Casper, Wyo. – For the first time ever, Children’s Hospital Colorado visited the center of Wyoming to spread awareness and work on ways to better the mental health services for our youth within the state.
“Wyoming’s prevalence rates for like death by suicide for teenagers is triple what the national average is. “Children’s Hospital Colorado’s, Chief of Psychology, Jessica Hawks says for every 1,053 students in Wyoming’s K-12 public schools, there is one school psychologist available. This ratio is worse than the recommended ratio of one school psychologist for every 500 students, which shows a lack of access. “From the onset of symptoms to accessing evidence based treatment, which 50% of kids never do, but the kids that do there’s a delay of 8 to 10 years from the onset of symptoms until you actually get access to care.”
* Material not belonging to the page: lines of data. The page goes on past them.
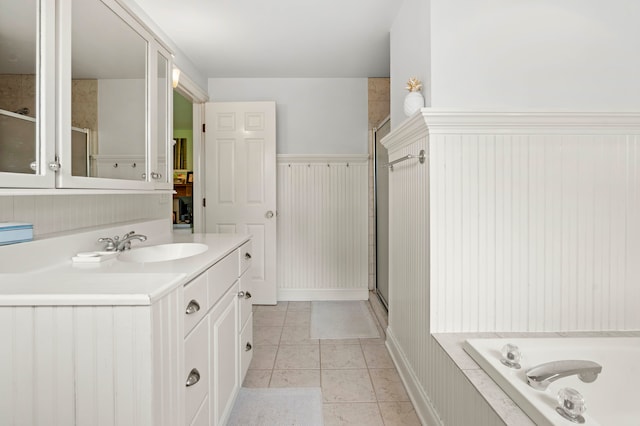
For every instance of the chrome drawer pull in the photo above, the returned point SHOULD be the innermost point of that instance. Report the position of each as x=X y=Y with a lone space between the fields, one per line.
x=194 y=377
x=193 y=307
x=244 y=294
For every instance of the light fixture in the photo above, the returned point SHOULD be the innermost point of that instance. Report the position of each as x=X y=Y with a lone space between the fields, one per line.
x=176 y=77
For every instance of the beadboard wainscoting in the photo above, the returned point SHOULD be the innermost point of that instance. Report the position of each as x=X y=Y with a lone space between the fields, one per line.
x=63 y=212
x=516 y=222
x=322 y=227
x=53 y=352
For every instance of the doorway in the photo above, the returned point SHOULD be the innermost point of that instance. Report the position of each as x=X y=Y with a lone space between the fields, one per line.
x=381 y=205
x=183 y=177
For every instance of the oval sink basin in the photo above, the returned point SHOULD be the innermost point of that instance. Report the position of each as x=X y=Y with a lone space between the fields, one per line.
x=162 y=252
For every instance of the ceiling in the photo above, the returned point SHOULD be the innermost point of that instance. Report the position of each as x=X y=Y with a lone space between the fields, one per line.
x=280 y=38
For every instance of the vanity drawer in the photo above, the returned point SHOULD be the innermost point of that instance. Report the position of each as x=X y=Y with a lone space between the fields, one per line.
x=246 y=347
x=245 y=299
x=221 y=276
x=196 y=369
x=245 y=254
x=196 y=302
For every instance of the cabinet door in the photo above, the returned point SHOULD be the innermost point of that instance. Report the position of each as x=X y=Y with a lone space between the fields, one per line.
x=196 y=371
x=224 y=356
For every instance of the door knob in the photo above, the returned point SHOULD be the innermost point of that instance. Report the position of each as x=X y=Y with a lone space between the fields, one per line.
x=194 y=377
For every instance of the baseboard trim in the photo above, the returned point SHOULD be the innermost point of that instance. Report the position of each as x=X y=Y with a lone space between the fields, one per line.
x=421 y=403
x=305 y=294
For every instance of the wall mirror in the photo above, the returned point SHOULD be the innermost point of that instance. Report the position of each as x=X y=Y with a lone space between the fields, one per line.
x=108 y=94
x=18 y=86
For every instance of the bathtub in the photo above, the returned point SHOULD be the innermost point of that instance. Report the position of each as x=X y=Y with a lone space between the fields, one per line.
x=613 y=399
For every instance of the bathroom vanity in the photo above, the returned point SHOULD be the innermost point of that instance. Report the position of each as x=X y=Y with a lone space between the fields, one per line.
x=124 y=342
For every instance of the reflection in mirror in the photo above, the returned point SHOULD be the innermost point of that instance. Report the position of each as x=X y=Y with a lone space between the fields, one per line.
x=163 y=111
x=108 y=96
x=18 y=85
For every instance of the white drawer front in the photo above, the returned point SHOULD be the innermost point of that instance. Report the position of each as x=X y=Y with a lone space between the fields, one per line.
x=196 y=302
x=196 y=363
x=245 y=253
x=245 y=298
x=246 y=347
x=221 y=276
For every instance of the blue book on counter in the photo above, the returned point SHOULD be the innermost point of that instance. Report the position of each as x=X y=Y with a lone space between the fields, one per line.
x=15 y=232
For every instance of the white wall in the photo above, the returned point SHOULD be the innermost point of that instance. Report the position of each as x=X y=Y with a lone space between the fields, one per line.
x=570 y=54
x=122 y=116
x=313 y=115
x=410 y=54
x=51 y=214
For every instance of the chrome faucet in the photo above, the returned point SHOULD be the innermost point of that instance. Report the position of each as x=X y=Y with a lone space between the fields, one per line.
x=539 y=377
x=117 y=244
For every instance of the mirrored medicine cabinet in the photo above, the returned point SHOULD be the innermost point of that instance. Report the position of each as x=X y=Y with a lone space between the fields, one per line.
x=85 y=97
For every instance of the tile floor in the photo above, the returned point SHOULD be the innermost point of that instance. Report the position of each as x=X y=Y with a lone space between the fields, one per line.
x=360 y=385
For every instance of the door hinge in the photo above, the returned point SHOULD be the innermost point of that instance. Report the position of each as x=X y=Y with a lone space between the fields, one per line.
x=55 y=165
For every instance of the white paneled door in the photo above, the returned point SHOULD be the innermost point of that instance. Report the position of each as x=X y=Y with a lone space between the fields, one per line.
x=240 y=168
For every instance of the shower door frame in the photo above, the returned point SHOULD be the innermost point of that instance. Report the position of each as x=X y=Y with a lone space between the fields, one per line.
x=384 y=298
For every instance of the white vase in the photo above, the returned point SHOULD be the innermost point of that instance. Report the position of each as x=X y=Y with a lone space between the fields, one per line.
x=412 y=103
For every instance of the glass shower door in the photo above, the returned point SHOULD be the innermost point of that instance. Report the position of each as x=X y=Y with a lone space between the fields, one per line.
x=381 y=157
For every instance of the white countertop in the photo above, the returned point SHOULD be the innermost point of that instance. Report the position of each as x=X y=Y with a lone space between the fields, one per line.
x=114 y=282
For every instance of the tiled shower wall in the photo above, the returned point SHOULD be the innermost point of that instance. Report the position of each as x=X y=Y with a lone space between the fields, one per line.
x=62 y=213
x=379 y=109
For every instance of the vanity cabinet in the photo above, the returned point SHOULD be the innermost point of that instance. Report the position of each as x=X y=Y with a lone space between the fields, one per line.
x=162 y=357
x=214 y=308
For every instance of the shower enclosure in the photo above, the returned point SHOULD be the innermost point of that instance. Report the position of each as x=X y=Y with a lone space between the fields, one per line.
x=381 y=206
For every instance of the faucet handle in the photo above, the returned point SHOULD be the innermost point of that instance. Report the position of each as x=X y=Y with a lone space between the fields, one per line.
x=110 y=243
x=571 y=405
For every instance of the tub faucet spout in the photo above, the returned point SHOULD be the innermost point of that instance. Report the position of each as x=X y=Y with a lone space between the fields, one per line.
x=539 y=377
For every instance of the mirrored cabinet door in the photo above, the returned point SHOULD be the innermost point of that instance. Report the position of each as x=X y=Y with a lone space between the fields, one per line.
x=164 y=103
x=26 y=87
x=104 y=91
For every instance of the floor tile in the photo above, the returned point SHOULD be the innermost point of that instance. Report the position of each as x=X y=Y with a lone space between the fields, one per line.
x=266 y=335
x=298 y=357
x=350 y=414
x=347 y=386
x=296 y=336
x=341 y=356
x=398 y=414
x=257 y=379
x=298 y=318
x=263 y=357
x=388 y=385
x=377 y=356
x=339 y=341
x=269 y=318
x=295 y=379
Here in Wyoming, there are few specialized child & adolescent psychiatrists, with a ratio of only one child psychiatrist for every 22,960 children. For one of those psychiatrists, while it’s the lack of access, he believes it’s the state’s mindset that has a negative impact on our youth’s mental health. “We’re rural, we’re rugged, we want to do it on our own, and that is not very compatible with good mental health.” Cheyenne Regional Medical Center’s, Child & Adolescent Psychiatrist, Dr. Justin Romano says he finds two main things when it comes to adverse effects for our youth’s mental health in the state. One being methamphetamine use while the child is in the womb, which can cause ADHD and behavioral problems and the other is technology and screen time. “I think that is this generations smoking, where meth causes a lot more of the extreme cases – but screens and technology causes probably casts a wider net and catches more kids.”
Romano explains we as a state need to shift our thinking on mental health, and hopes this first ever symposium can be the start of that shift. “I’m always hoping that young people see me and what I’m doing and say, hey I might want to go into psychiatry or child psychiatry someday, the more we collaborate and the more we talk usually the more we go in the right direction.”